Friday, November 11, 2016

Nineteenth Century Heroines: A Beacon to All

It’s been a while since we talked about a real-life heroine of the nineteenth century, but I hope you agree that Flora Augusta Pearson Engle fits the bill. Flora was one of the Mercer Belles, those ladies who traveled west with Asa Mercer to help civilize Washington Territory. Her sisters and father came on Mercer’s first trip in 1864. Flora, her mother, and her brother came on the second trip that brought my heroines Allegra Howard (The Bride Ship), Catherine Stanway (Would-Be Wilderness Wife), Rina Fosgrave (Frontier Engagement), Maddie O’Rourke (Instant Frontier Family), and Nora Underhill (this month’s A Convenient Christmas Wedding). Flora was only 16 at the time. I wish I had a picture I could post, but you can see one at Find-A-Grave.

Born in Rollinsford, New Hampshire, Flora was the daughter of Daniel Pearson and Susan Brown Pearson. Daniel worked as a supervisor in the local cotton mill until the Civil War interrupted. By 1864, he was unemployed and in poor health, so travelling west must have looked good.

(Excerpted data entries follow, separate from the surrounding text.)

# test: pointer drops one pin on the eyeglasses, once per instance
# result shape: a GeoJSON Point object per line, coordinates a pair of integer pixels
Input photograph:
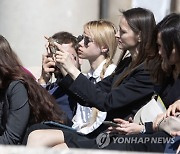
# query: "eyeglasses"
{"type": "Point", "coordinates": [87, 40]}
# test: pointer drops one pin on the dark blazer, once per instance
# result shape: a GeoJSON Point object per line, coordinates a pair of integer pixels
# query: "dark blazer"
{"type": "Point", "coordinates": [122, 102]}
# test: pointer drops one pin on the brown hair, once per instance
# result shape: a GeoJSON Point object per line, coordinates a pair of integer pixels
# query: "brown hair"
{"type": "Point", "coordinates": [103, 34]}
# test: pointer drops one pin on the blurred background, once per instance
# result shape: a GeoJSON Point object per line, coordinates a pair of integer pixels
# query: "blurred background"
{"type": "Point", "coordinates": [24, 23]}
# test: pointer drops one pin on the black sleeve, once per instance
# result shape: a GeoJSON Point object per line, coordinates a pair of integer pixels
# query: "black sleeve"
{"type": "Point", "coordinates": [149, 127]}
{"type": "Point", "coordinates": [135, 88]}
{"type": "Point", "coordinates": [18, 115]}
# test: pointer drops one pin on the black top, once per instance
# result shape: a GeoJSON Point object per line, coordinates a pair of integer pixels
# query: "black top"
{"type": "Point", "coordinates": [18, 113]}
{"type": "Point", "coordinates": [122, 102]}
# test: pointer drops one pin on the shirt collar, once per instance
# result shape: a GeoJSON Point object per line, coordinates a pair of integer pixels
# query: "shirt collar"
{"type": "Point", "coordinates": [96, 73]}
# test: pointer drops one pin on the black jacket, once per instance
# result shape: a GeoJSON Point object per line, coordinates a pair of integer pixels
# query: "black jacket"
{"type": "Point", "coordinates": [15, 113]}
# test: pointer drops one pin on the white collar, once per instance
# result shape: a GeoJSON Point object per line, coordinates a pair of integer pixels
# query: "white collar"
{"type": "Point", "coordinates": [96, 73]}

The plan was for him and Flora’s sisters Georgie and Josie to move out first, and then to send for Flora, her brother Daniel, and her mother once they were settled.

Right away fate intervened. Georgie and Josie were immediately assigned to teach school on Whidbey Island, in the town of Coupeville, but Josie died suddenly walking home from class one day. Daniel, who had been working across the Sound, moved to Coupeville to be near Georgie. He was appointed keeper of the Red Bluff Lighthouse, what is now known as Admiralty Head. Georgie, then 17, became his assistant lighthouse keeper, the first woman to do so in Washington Territory.

By the time Flora arrived, however, Georgie had a serious suitor. They were married in the lighthouse parlor less than a year later, and Flora stepped into her sister’s shoes as assistant to her father. She earned approximately $625 a year for the post.

For the next ten years, Flora kept the lighthouse log, recording incidents both important and trivial, and sending a report to Washington, D.C., every month. It wasn’t hard for her. She had kept a diary for years, including chronicling the voyage that had brought the Mercer Belles to Washington. She was a society reporter for the local newspaper and later wrote many articles about local history. Legend has it she spelled the town of Coupeville without the middle e, and it took the government to change the name back years later.

According to Lighthouse Friends, Flora occasionally joked in the log, as in this notation from 1875, right before she was married: “By order of Lt. Commander Louis Keurpoff (inspector): Be it hereby known, to whom it may or may not concern: All light keepers, either principal or assistant, in this domain of our beloved Uncle Samuel, are expressly forbidden to depart from the Territory of Single Blessedness and take up their abode in the populous State of Matrimony unless said departure be permitted and sanctioned by the Lighthouse Inspector.”

Sounds to me like Flora had a few suitors herself.

I'm not sure what Flora was looking for in a husband. At that time, she could have taken her pick. In 1876, when she was 26 years old, however, she married a local farmer, William Engle, nearly 20 years her senior. They had a lovely honeymoon in San Francisco. But even the birth of her son, Carl Terry Engle, a year later didn’t stop her from reporting to work. He was born at the lighthouse, and she noted it in the log. She continued working at the lighthouse until her father’s retirement in 1878, staying on one more month to help the new lighthouse keeper get oriented.


Flora and William moved to his farm, but that wasn’t the end of her contributions to the community. She championed the building for the first board sidewalks in Coupeville and led efforts to restore the Davis Blockhouse, a fortified cabin built around 1855. She appears to have been a member of the Ladies of the Round Table, a local club I’m eager to learn more about (future book, perhaps?). When her mother died in 1890, she took in her father until he died seven years later.

Flora lived until she was 85. Her grandchildren and great-grandchildren remembered her as a woman of indefatigable energy. She may have made a name for herself as a lighthouse keeper, but I think it was her light that shined the brightest.